Подмосковье
Дело в том, что на даче жила потрясающая экономка Зинаида Ивановна, в этот дом она пришла шестнадцатилетней девочкой, которую “добрые люди” сняли с поезда из-за сыпного тифа и сказали:
- Иди, иди, дорогая, иди куда знаешь, а то ты нам тут всех перезаразишь.
Вышла Зиночка на платформу, да так и присела к столбу, температура видать была под сорок. Ну, как говорится, на всё воля Божья, мир не без добрых людей, кто-то дошёл до этого дома, в нём местный доктор жил, свой, как говорится, Антон Павлович, только смешно сказать, что звали его Павел Антонович, над этим курьёзом вся деревня смеялась. Взял он к себе Зиночку, в отдельную комнату положил, антибиотики, к счастью, уже были открыты, вылечил, выходил, да так она при доме и осталась.
Нынче ей уже восьмой десяток пошёл, теперь она в доме экономка. Милая, спокойная, доброжелательная, но людей насквозь видит.
Ко мне с первого дня прикипела, кормила, поила, да всё спрашивала:
- Ну расскажи о чём ты там всё пишешь…
Я ей возьми да скажи:
- О людях, об их странностях, о неразделённой любви...
Она слушала внимательно и с какой-то тоской в глазах добавила:
- О странностях – это хорошо…, ты небось заметила, поэтому и приехала, об ней написать хочешь…
Я честно призналась, что не поняла…
- Что Вы имеете в виду Зинаида Ивановна…
Она посмотрела мне в глаза и сказала:
- Вижу не врёшь…, да про Алёнку нашу, я замечаю странности в ней, знаешь какие…
И не дожидаясь от меня ответа, чуть шёпотом, стало быть, по секрету, рассказала мне, что с некоторых пор Алёнке стало всё безразлично.
- Нет, ты скажи мне, это нормально, я у неё спрашиваю, - тебе что на завтрак сделать сырники или блинчики с творогом, а она на меня не смотрит, а смотрит куда-то в одну точку и говорит, - мне всё равно.

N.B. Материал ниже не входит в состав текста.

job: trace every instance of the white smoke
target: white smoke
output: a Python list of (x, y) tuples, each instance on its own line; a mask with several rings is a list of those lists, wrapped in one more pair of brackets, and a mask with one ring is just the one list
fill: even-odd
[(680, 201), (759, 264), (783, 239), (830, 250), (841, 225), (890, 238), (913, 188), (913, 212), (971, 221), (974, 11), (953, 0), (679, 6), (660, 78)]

- Зинаида Ивановна, ну это и я бы так сказала, похожая же еда...
- Ладно, а вчера я её спрашиваю, вы на речку пойдёте, или в лес за грибами, а она опять не задумалась, а как будто в себе копалась и отвечает, - мне всё равно...
- Я не обращала внимания, может Вы и правы, я понаблюдаю, но Вы раньше времени тревогу-то не поднимайте и Анастасию Михайловну не пугайте…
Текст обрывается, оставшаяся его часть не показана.